Installed and useful!
 
@Nick Uh...I meant that if you ask a question like "Is X faster than light?", more often than not it will be closed because the post usually assumes something that is contrary to mainstream physics. And yes, we're explicitly mainstream here
 
@ACuriousMind I'd be interested to know if your opinion would change if a user had posted tens of comments pointing to a single external site without posting other material to Physics SE. That would be the "pattern and practice" part of my original statement.
 
(Where mainstream is the scientific mainstream and is miles away from what pop culture thinks physics is)
 
lol, noted.
@ACuriousMind: "Is light in vacuum faster than light in air?" , will you close that?
 
5:32 PM
I saw a FTL paper on the arxiv the other day that I didn't disregard as crazy immediately
 
@dmckee I (would, in that hypothetical situation) resent that, but I still don't think it means that these comments must be deleted.
@Nick Nah, the answer is Yes
"faster-than-light" usually refers to faster-than-light-in-vacuum-otherwise-known-as-the-maximum-speed-as-allowed-by-r‌​elativity ;)
@Kyle They're not all kooky, granted.
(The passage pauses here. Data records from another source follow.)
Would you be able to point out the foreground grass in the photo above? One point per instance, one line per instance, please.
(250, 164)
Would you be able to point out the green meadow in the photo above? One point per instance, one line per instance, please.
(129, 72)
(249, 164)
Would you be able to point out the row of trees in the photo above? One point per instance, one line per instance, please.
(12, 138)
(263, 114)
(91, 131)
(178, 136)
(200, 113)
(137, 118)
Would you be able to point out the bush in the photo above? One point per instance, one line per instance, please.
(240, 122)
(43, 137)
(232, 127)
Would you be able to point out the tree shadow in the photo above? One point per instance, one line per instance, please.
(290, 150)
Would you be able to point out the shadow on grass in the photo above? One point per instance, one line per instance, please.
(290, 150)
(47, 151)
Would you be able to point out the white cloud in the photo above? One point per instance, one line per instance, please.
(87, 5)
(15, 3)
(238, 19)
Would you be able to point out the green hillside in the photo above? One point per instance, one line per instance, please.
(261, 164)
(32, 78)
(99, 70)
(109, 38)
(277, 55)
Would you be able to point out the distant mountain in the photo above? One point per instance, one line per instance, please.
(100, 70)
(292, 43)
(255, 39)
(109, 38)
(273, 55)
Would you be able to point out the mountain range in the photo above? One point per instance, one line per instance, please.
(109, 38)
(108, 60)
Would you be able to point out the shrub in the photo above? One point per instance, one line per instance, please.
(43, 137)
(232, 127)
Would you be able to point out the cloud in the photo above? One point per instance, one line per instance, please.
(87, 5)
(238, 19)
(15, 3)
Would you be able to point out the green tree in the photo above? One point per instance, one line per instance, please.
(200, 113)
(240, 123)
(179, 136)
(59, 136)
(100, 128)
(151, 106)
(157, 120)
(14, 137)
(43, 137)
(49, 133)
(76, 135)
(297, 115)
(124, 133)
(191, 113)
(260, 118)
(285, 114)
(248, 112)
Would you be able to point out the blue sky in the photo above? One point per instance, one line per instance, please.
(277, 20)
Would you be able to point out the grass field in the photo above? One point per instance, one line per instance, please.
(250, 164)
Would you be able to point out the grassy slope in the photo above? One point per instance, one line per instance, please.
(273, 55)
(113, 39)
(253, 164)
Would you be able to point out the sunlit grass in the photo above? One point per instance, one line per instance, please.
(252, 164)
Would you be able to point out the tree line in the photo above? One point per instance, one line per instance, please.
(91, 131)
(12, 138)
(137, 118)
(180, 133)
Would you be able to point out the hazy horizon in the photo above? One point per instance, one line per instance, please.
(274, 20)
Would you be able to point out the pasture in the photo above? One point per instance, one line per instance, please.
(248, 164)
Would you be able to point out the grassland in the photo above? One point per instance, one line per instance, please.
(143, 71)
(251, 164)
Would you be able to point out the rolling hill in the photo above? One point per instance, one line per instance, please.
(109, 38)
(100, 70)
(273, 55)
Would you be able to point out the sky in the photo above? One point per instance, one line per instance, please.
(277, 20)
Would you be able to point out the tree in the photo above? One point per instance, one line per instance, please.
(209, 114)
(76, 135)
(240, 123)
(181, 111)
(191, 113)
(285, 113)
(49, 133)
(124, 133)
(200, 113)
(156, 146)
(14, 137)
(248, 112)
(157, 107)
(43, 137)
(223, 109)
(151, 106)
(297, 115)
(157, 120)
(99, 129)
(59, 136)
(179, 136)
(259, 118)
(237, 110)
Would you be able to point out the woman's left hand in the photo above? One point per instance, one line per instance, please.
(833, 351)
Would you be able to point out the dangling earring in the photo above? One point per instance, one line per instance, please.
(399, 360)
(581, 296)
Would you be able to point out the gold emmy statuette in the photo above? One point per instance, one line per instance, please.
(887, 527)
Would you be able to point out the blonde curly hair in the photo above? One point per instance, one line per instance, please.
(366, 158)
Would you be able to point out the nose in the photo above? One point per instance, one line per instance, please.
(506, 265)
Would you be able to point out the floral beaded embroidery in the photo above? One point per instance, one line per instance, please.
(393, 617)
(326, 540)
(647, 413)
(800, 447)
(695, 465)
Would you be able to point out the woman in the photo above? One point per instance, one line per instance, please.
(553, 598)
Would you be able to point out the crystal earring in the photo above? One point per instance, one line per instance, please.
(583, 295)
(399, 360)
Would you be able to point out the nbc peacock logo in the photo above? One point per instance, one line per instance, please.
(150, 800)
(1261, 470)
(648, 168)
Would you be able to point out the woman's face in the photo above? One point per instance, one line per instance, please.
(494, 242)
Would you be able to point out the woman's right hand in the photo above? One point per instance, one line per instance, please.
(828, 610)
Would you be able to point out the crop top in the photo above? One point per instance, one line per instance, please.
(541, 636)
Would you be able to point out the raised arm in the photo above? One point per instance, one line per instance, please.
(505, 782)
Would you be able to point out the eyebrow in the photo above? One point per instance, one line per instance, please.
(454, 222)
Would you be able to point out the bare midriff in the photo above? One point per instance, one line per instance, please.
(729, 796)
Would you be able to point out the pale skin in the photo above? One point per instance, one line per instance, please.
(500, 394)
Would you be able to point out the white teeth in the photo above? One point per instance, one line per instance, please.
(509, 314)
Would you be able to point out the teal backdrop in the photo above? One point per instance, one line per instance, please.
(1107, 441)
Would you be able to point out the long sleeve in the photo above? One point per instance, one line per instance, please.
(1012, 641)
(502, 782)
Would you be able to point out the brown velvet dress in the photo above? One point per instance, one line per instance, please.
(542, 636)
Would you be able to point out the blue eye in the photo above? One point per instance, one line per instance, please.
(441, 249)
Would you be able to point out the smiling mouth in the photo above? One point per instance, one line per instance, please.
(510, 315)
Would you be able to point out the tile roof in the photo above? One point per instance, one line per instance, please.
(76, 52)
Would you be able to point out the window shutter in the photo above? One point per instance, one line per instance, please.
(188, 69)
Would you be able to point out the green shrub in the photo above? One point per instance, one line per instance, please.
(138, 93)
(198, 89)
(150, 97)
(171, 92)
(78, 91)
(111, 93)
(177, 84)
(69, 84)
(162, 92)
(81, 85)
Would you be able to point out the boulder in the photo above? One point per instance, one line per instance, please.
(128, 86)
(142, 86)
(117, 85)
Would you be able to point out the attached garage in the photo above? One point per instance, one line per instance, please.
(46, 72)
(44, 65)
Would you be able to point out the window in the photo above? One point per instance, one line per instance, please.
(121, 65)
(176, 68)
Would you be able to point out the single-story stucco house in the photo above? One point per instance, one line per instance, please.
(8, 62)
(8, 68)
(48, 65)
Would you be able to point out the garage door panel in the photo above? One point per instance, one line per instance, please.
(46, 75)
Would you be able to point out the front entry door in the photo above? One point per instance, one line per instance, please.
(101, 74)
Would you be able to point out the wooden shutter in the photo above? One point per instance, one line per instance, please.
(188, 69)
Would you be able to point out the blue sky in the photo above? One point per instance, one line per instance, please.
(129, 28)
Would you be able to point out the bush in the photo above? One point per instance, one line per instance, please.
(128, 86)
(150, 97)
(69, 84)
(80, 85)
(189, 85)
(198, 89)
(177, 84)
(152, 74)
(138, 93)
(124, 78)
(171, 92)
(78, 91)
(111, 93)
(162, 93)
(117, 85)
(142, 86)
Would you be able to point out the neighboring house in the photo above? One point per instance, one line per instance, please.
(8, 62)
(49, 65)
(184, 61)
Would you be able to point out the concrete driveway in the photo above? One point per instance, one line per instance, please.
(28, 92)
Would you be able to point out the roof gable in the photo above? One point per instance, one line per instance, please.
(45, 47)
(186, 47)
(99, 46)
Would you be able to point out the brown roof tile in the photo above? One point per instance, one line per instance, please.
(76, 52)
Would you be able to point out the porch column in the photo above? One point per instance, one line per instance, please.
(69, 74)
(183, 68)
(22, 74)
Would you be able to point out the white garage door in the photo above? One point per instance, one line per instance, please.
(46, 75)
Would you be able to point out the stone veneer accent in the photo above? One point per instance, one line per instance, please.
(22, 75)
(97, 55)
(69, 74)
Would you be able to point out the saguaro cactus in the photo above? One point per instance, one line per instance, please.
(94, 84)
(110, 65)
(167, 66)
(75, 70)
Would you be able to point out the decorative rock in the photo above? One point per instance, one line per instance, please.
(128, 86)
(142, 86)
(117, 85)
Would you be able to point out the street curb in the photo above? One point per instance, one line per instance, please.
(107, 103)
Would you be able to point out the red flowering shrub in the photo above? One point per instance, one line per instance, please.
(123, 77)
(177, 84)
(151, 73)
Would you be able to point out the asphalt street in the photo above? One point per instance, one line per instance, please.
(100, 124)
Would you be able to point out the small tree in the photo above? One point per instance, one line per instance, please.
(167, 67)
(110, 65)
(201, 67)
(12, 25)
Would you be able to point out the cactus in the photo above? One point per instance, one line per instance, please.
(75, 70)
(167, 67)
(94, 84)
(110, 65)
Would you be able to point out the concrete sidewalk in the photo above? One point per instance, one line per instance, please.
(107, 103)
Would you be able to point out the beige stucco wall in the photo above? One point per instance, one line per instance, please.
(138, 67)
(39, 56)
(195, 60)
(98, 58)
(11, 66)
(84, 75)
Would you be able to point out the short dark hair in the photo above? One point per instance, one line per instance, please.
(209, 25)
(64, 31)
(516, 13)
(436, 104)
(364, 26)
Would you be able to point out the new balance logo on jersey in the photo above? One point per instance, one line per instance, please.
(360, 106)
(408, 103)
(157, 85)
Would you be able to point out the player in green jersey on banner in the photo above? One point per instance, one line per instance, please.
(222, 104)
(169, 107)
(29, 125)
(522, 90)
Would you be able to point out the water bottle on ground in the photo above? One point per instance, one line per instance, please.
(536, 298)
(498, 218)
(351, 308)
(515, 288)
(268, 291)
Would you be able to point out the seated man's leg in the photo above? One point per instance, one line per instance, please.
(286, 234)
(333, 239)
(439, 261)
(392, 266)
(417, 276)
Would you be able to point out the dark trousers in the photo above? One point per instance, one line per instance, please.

But for some reason, FTL is a prime bait for crackpots.
 
indeed
wish I could find the paper again, wanted to give it a quick read...
 
@ACuriousMind: lol, thanks for the fun chat. See you later. Goodnight :D
 
6:10 PM
I think I have found my favourite SE question title ever: Life isn't fair
2
 
6:44 PM
@dmckee please note that I (and probably others who provide links to external sources) have posted some on Physics SE considered useful material or I would not have earned slighly > 4000 rep. Comments dont contribute to the gain of rep... And if everything keeps being reasonable and fair, nothing will stop me (and others who link to external sources at times) from providing new answers and questions in the future. Disallowing links to good information relevant for a question would be strange.
 
@Dilaton Allowing a person to post a link to one website that he/she owns/operates would be strange.
The definition of spam is, Electronic spamming is the use of electronic messaging systems to send unsolicited messages (spam), especially advertising. As well as sending messages repeatedly on the same site. (from Wikipedia article on spamming)
What you are doing is the very definition of spam. How you can twist what you do to be not-spam is something I'm very interested in seeing you do.
 
7:06 PM
I should note that the bolded words above are my own emphasis.